Mary gasped. Mike muttered a low curse.
“You there,” I called, singling out the closest staff member with obvious prison tattoos. I knew my kind when I saw one. “Make some fucking noise.”
He nodded. Turning to his co-workers, he shouted at them to slam pots together. Mike followed suit, waving his arms and shouting as he grabbed a ladle and beat it against the side of the pizza oven. Between that and the already elevated music inside the bar, I’d be covered.
“Step back and cover your ears,” I ordered Mary.
Careful to angle the gun to only shoot off the lever handle and not hit the metal door, which could cause a deadly ricochet, I fired.

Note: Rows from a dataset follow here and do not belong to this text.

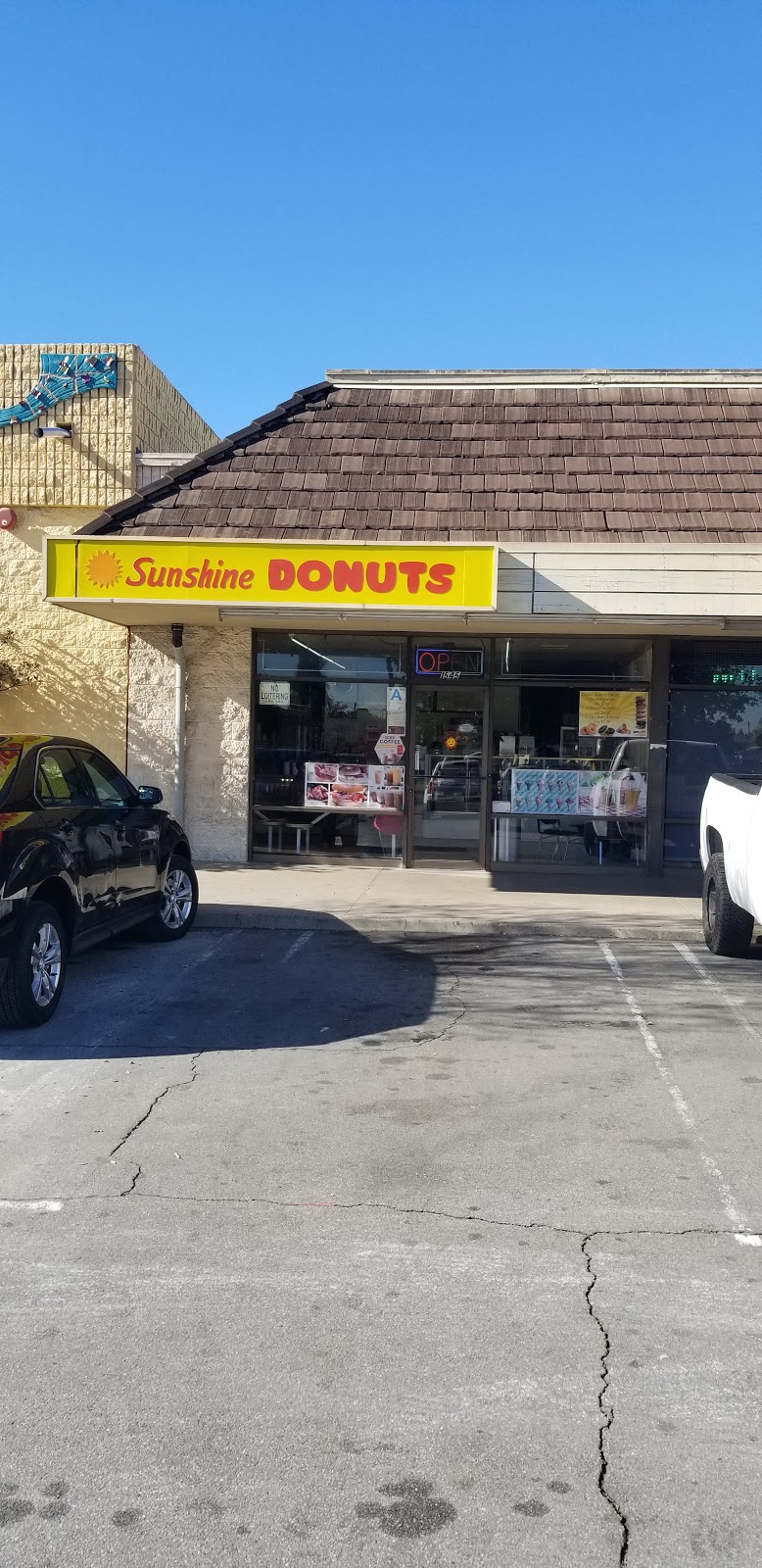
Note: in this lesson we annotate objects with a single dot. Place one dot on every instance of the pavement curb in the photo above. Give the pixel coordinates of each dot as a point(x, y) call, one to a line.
point(399, 927)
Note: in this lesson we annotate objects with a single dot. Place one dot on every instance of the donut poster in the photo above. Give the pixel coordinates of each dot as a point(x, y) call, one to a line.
point(613, 713)
point(353, 786)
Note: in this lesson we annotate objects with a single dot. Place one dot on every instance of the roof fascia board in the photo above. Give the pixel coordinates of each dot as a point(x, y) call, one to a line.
point(540, 378)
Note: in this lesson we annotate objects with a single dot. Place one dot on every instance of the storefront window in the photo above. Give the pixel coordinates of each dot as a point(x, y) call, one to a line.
point(328, 750)
point(620, 659)
point(331, 653)
point(715, 726)
point(569, 773)
point(710, 731)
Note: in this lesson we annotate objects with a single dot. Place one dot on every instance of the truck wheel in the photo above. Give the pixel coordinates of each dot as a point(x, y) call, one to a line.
point(726, 927)
point(33, 980)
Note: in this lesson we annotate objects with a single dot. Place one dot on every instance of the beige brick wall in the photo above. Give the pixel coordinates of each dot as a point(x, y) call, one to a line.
point(71, 668)
point(96, 467)
point(162, 419)
point(63, 671)
point(216, 729)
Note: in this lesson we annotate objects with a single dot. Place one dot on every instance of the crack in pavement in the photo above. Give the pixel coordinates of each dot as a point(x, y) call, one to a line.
point(154, 1102)
point(605, 1408)
point(472, 1217)
point(130, 1189)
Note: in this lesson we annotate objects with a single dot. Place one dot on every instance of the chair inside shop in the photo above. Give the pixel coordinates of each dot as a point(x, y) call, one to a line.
point(389, 827)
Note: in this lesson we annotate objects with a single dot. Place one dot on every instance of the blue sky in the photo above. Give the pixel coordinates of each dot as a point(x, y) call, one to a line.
point(255, 192)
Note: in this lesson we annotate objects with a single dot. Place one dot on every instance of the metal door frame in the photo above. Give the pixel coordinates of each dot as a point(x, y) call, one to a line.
point(482, 855)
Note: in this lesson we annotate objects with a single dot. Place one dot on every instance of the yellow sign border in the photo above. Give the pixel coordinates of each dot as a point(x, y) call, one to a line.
point(63, 572)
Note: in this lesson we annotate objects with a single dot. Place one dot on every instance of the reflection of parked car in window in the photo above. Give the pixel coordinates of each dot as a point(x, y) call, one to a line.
point(455, 784)
point(689, 765)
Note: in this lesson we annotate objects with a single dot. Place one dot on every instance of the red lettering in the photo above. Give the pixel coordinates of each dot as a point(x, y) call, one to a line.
point(373, 579)
point(349, 574)
point(313, 576)
point(137, 566)
point(412, 571)
point(440, 579)
point(279, 574)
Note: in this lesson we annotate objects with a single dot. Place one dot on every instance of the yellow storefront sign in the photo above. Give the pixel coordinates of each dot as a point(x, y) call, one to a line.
point(214, 571)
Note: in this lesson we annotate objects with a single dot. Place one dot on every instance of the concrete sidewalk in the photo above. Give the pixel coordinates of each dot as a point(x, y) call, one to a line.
point(394, 902)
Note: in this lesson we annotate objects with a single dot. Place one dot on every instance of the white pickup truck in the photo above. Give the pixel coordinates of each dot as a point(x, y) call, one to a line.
point(731, 855)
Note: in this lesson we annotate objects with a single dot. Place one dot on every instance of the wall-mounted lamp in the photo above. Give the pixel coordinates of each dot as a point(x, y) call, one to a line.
point(54, 431)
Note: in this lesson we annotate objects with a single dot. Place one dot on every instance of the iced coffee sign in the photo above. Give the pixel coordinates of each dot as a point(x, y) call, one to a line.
point(352, 786)
point(610, 713)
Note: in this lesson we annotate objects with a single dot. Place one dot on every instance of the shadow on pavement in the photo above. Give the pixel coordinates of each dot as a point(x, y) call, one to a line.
point(613, 880)
point(232, 990)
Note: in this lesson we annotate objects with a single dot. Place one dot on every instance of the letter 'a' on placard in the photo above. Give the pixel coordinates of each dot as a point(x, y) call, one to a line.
point(176, 572)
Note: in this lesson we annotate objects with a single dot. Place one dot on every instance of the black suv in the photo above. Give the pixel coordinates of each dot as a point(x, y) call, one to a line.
point(82, 855)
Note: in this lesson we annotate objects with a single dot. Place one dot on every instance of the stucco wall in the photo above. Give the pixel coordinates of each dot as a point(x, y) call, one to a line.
point(70, 670)
point(162, 417)
point(216, 731)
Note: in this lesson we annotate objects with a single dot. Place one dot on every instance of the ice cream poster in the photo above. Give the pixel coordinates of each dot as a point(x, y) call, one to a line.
point(353, 786)
point(613, 713)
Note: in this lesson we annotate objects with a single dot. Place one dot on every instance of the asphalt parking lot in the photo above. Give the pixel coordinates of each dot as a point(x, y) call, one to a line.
point(318, 1249)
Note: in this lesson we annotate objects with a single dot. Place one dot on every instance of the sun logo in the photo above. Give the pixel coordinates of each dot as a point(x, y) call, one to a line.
point(104, 569)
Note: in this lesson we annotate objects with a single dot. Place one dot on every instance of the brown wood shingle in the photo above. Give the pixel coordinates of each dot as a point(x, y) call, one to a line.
point(511, 463)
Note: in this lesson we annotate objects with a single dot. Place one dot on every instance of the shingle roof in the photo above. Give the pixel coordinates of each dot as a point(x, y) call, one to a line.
point(519, 463)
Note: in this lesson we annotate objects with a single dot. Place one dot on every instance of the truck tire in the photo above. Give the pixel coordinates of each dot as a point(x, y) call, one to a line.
point(726, 927)
point(35, 977)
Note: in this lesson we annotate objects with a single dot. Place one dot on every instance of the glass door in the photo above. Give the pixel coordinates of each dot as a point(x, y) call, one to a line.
point(448, 772)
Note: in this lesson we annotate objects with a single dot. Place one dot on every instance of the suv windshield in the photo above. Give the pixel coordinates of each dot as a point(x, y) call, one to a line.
point(10, 753)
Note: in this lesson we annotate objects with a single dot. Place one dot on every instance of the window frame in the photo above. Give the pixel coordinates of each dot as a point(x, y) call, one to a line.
point(106, 805)
point(65, 805)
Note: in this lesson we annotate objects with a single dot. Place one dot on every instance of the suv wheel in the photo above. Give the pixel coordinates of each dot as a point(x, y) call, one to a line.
point(726, 925)
point(179, 902)
point(35, 977)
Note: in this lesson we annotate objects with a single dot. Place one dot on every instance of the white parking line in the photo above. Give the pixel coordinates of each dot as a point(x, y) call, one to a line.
point(47, 1204)
point(723, 996)
point(295, 946)
point(730, 1203)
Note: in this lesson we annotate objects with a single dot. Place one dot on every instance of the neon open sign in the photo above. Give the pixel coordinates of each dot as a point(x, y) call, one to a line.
point(449, 663)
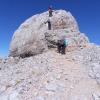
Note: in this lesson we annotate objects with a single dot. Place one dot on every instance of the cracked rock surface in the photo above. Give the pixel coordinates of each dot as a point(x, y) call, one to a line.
point(48, 76)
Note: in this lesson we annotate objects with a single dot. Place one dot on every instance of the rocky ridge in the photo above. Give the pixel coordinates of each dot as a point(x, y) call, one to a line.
point(46, 74)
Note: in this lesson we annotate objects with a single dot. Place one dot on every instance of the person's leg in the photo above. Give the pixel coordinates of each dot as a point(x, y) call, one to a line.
point(63, 49)
point(49, 26)
point(59, 48)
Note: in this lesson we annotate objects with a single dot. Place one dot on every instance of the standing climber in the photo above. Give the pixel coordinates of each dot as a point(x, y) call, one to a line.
point(62, 44)
point(50, 10)
point(49, 24)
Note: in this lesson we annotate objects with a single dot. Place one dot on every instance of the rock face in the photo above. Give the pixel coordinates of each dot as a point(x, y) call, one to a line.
point(50, 75)
point(33, 36)
point(47, 76)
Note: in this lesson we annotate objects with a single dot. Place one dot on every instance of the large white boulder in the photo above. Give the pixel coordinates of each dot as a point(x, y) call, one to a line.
point(31, 37)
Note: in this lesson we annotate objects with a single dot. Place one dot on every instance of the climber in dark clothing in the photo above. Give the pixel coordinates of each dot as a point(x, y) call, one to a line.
point(49, 24)
point(50, 11)
point(62, 45)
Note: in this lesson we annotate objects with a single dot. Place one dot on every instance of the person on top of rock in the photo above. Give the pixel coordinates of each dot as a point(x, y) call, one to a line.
point(62, 44)
point(49, 24)
point(50, 11)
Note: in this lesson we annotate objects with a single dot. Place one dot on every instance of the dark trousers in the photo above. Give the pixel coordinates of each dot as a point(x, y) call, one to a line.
point(61, 48)
point(50, 13)
point(49, 26)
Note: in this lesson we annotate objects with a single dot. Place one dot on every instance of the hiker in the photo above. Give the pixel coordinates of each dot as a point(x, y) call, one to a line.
point(62, 44)
point(49, 24)
point(50, 11)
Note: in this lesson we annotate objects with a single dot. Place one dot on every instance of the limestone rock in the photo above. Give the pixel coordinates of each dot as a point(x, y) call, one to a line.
point(31, 37)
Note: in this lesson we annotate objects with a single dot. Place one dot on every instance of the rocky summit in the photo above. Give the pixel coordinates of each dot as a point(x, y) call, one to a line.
point(33, 36)
point(34, 70)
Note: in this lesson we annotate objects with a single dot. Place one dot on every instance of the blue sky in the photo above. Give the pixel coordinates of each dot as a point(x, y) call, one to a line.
point(14, 12)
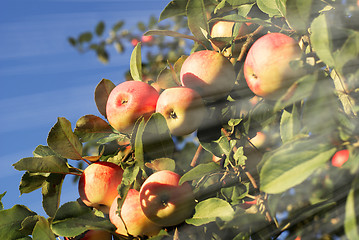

The handle flew clean off to clatter across the tile floor, landing in a corner. Shoving my fingers into the open hole it left, I pulled the door open.
And saw red.
The room reeked of rum. The dirty cement floor was soaked with liquor and covered in shattered glass. Emma was pinned against the cage wall. Her face was turned to the side as she struggled in the grasp of some drunken businessman in a suit.
Correction, a dead drunken businessman.
“Come on, slut. You know you want it,” he slurred as his hand reached down to his pants.
With an inhuman roar, I grabbed the man by the shoulder and pulled him off my girl. He spun till his back hit the cage. His feet then slipped in the rum and he fell on his ass onto the filthy floor.
Wrapping my hand around the dead man’s throat, I forced him back onto his feet.
“What the fuck, man?” His fleshy face was covered in sweat from fear and overindulgence.
I shoved the muzzle of my gun between his teeth. His eyes bulged as his shoulders heaved.
Without taking my eyes off him, I ordered, “Get her out of here.”
“Dimitri,” appealed Emma as she reached out an arm to touch me but pulled back.
Turning, I saw her stricken pale face and torn shirt and wanted to howl in rage. A bullet would be too good for this man; I was going to tear his flesh off his bones with my bare hands.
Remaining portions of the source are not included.